Cet homme est une oeuvre : de Voyage au bout de la nuit à
Rigodon en passant par Progrès, L'Eglise et Bagatelles pour un
massacre et Les Beaux Draps , sans oublier les arguments de
ballets, La Légende du roi Krogold et l'énorme
correspondance aux amis, aux amies, aux ennemis, aux
patrons et aux éditeurs de 1916 à 1961. Soit dans une
langue en constante évolution, un discours très cohérent qui
cite le siècle dont il est la mémoire fidèle - pour le meilleur
et pour le pire.
Cet homme est une vie : toutes les vies - parallèles ou
successives - du cuirassier, du médecin, du pharmacien, de
l'écrivain et du militant.
Lorsque Louis Destouches se transforme en Louis-Ferdinand
Céline, il a, à trente-huit ans, traversé une série
d'avatars qui auraient rempli deux ou trois existences
ordinaires à travers trois continents.
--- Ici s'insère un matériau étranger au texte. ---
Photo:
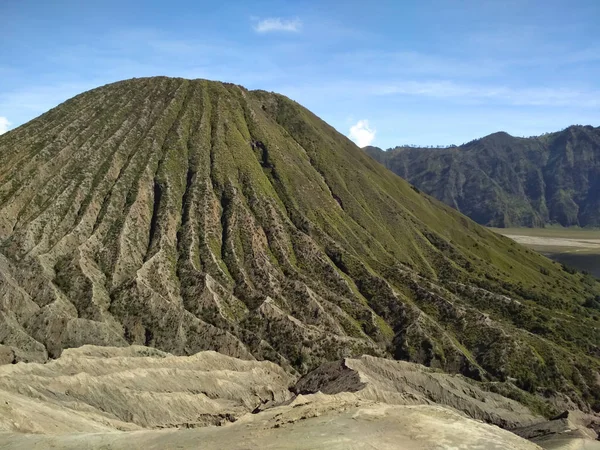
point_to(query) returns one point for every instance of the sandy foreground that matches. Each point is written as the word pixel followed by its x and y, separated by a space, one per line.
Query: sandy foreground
pixel 539 241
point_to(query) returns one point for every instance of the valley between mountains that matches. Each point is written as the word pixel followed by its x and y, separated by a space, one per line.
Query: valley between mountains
pixel 164 219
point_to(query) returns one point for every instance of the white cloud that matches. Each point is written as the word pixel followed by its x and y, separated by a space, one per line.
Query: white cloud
pixel 361 133
pixel 278 24
pixel 4 125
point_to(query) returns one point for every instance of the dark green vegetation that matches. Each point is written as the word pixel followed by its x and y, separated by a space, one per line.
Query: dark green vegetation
pixel 190 215
pixel 504 181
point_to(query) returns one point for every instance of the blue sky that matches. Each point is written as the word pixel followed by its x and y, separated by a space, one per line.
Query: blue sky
pixel 383 72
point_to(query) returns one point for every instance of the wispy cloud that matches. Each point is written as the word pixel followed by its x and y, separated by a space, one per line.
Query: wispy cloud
pixel 4 125
pixel 497 94
pixel 272 24
pixel 361 133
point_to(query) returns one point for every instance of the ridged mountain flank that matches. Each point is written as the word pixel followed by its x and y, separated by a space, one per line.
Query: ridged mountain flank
pixel 506 181
pixel 188 215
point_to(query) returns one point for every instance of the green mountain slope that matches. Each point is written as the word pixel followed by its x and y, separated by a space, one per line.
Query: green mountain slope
pixel 504 181
pixel 188 215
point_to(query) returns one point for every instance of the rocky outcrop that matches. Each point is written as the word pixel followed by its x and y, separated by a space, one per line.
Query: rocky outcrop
pixel 189 215
pixel 311 422
pixel 93 389
pixel 142 398
pixel 402 383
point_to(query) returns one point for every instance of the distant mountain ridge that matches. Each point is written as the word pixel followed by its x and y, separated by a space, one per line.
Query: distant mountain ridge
pixel 505 181
pixel 192 215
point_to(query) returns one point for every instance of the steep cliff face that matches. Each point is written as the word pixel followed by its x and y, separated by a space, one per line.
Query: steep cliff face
pixel 504 181
pixel 188 215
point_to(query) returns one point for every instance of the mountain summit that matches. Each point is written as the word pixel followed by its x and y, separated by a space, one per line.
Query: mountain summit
pixel 188 215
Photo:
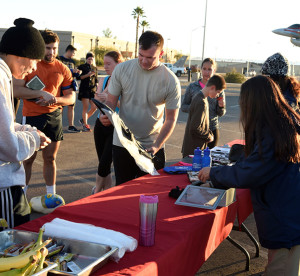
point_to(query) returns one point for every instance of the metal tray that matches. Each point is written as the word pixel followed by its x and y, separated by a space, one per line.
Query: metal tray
pixel 89 256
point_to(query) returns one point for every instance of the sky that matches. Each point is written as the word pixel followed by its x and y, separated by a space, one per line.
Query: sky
pixel 235 29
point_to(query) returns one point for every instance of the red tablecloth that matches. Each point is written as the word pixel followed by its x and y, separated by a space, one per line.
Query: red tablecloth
pixel 185 236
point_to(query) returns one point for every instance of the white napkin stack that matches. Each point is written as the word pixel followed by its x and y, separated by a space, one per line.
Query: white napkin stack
pixel 61 228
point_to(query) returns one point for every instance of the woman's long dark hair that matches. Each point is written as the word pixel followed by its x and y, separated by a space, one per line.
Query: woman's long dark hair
pixel 286 82
pixel 263 106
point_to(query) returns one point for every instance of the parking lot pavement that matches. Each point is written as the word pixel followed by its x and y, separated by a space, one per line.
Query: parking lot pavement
pixel 77 165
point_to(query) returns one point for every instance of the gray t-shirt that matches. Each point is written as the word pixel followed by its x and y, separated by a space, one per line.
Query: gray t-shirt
pixel 144 96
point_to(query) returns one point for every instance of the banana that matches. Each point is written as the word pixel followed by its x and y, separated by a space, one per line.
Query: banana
pixel 39 240
pixel 21 271
pixel 27 248
pixel 44 253
pixel 20 260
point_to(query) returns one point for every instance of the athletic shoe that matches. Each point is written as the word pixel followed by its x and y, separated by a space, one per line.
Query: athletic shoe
pixel 86 128
pixel 81 122
pixel 73 129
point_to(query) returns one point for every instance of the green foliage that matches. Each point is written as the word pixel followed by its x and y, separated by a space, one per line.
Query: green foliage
pixel 107 33
pixel 178 56
pixel 144 24
pixel 234 77
pixel 99 54
pixel 137 13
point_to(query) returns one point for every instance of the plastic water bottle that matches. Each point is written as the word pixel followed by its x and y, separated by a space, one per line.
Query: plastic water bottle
pixel 206 160
pixel 197 160
pixel 148 211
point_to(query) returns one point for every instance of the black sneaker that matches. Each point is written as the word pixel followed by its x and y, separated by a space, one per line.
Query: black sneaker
pixel 81 122
pixel 86 128
pixel 73 129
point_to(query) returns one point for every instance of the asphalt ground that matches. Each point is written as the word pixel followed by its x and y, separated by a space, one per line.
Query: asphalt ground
pixel 77 165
Il en a intégré ou rêvé bien
plus («des années en Afrique», «quatre ans médecin chez
Ford»).
Chéri de la gauche antifasciste de Barbusse, de
Lévi-Strauss et d'Elie Faure, il préconise quatre ans
plus tard une alliance militaire avec l'Allemagne de Hitler et
révèle un racisme antisémite moins choquant alors qu'il ne
semble aujourd'hui. Délires passagers nés de la conjoncture
guerrière ou vision du monde incarnée dans celui qui se veut
Celto-Germain comme Gobineau se voyait Viking ?
Pour se retrouver dans ce foisonnement souvent contradictoire,
rien de tel qu'un dictionnaire aux multiples
entrées qui fasse fi des légendes et des tabous en intégrant les
témoignages de tous bords.
Ce Dictionnaire Céline est le premier ouvrage de référence
sur le sujet. Il le restera sans doute pour longtemps. Il se
doit de figurer dans la bibliothèque de tous les céliniens et
anti-céliniens.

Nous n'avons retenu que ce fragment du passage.